Sunday, 09/22/2019 11:44:26 AM

Sunday, September 22, 2019 11:44:26 AM

Post# of 793301
If I am reading this correctly, we may be looking at the following.

1) An agreement to have Fannie/Freddie receive the $20 billion they have previously earned in profits over the last year

in exchange for

2) X number of common shares

Probably by the end of 2019.

As always, the devil is in the details.

If true,

1) How many common shares would be converted and at what price?

2) What happens to the PRIOR overpayment to treasury?

What I think they may be angling for is this. The Treasury getting cheap shares now or by EOY that are certain to appreciate greatly in value in the future.....in exchange for the $20 billion back in the GSE coffers by year end.

If so, we might then be looking at $20 billion + Treasury credit due of $25 or$30 billion to start the recap process, for a total of about $50 billion in capital at 12/31/19. (Close to that stress test amount we talked about yesterday).

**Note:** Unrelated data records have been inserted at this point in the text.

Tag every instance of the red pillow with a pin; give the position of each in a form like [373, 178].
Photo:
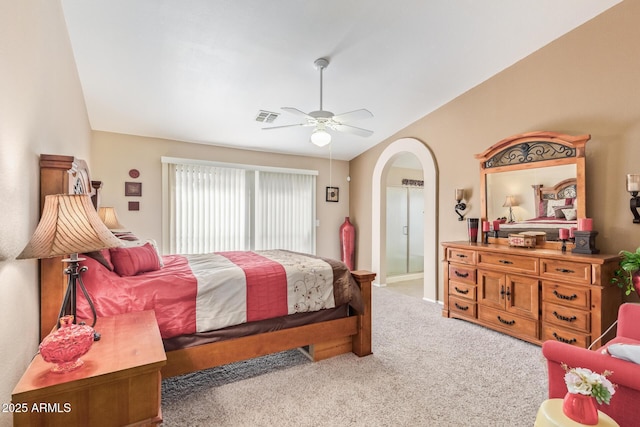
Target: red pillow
[135, 260]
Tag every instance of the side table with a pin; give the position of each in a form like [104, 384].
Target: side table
[118, 384]
[550, 415]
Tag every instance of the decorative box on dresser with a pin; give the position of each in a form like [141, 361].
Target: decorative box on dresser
[532, 294]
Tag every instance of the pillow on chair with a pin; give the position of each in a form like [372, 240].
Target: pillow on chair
[628, 352]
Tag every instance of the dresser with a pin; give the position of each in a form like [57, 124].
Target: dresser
[532, 294]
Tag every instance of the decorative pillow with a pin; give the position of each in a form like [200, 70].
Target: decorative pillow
[136, 260]
[570, 214]
[627, 352]
[103, 256]
[551, 204]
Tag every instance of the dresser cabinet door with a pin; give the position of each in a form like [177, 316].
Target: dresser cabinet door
[522, 296]
[491, 289]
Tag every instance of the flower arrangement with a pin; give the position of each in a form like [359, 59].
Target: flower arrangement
[586, 382]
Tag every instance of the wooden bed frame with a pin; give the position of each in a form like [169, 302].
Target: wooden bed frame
[556, 192]
[65, 174]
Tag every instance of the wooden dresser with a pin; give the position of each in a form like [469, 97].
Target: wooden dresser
[532, 294]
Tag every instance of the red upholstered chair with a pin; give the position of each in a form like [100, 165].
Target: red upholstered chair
[625, 403]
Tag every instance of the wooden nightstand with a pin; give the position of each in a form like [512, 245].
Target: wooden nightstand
[119, 383]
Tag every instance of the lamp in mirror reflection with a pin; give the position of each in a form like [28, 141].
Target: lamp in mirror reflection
[460, 205]
[633, 187]
[510, 202]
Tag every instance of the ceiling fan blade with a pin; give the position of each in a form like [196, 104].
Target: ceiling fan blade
[352, 129]
[353, 115]
[297, 112]
[288, 126]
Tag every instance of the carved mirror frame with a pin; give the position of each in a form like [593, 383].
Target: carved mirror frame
[535, 150]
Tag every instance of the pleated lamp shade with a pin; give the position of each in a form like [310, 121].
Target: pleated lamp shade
[69, 224]
[109, 216]
[510, 201]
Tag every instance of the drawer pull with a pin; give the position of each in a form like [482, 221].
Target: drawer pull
[460, 307]
[565, 318]
[564, 340]
[507, 322]
[565, 297]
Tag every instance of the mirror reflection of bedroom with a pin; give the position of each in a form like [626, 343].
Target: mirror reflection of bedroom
[405, 226]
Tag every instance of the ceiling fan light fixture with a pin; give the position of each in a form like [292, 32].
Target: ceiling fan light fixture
[320, 137]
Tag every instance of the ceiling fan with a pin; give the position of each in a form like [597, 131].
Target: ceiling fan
[324, 120]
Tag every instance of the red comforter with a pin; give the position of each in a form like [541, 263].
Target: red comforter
[198, 293]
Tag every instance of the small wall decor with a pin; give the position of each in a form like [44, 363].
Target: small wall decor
[133, 189]
[332, 194]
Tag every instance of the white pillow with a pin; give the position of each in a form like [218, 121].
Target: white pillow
[552, 204]
[570, 214]
[629, 352]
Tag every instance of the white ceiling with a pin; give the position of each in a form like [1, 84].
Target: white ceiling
[200, 70]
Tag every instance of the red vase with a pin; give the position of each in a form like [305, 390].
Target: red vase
[635, 279]
[580, 408]
[348, 243]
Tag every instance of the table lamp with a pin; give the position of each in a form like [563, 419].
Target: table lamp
[69, 225]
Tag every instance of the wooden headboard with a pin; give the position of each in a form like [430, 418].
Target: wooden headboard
[565, 189]
[59, 175]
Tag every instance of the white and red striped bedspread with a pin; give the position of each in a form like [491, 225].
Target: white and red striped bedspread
[198, 293]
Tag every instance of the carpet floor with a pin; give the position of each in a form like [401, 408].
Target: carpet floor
[426, 370]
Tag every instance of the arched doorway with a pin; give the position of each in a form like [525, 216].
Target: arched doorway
[378, 213]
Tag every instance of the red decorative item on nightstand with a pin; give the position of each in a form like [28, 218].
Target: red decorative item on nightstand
[580, 408]
[347, 243]
[65, 346]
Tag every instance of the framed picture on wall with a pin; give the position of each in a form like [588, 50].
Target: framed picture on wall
[332, 194]
[133, 189]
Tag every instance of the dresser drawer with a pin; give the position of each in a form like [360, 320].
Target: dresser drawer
[462, 290]
[555, 333]
[510, 262]
[462, 307]
[463, 256]
[516, 325]
[567, 317]
[462, 273]
[566, 270]
[570, 296]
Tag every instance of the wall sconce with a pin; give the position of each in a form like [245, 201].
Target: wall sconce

That might be the point where they free the GSE's from conservatorship, alongside the consent agreement. They would then need to raise about $75 billion (for total of $125 billion) in 2020, through future profits retained and public offering.

Looking at Fannie alone, that would require about $50 billion needed.

So if Fannie makes another $7 billion or so in profits by 6/30/20, the remaining offering requirement would be about $43 billion.

This would ramp up the interest on what happens at 9/30/19 even higher.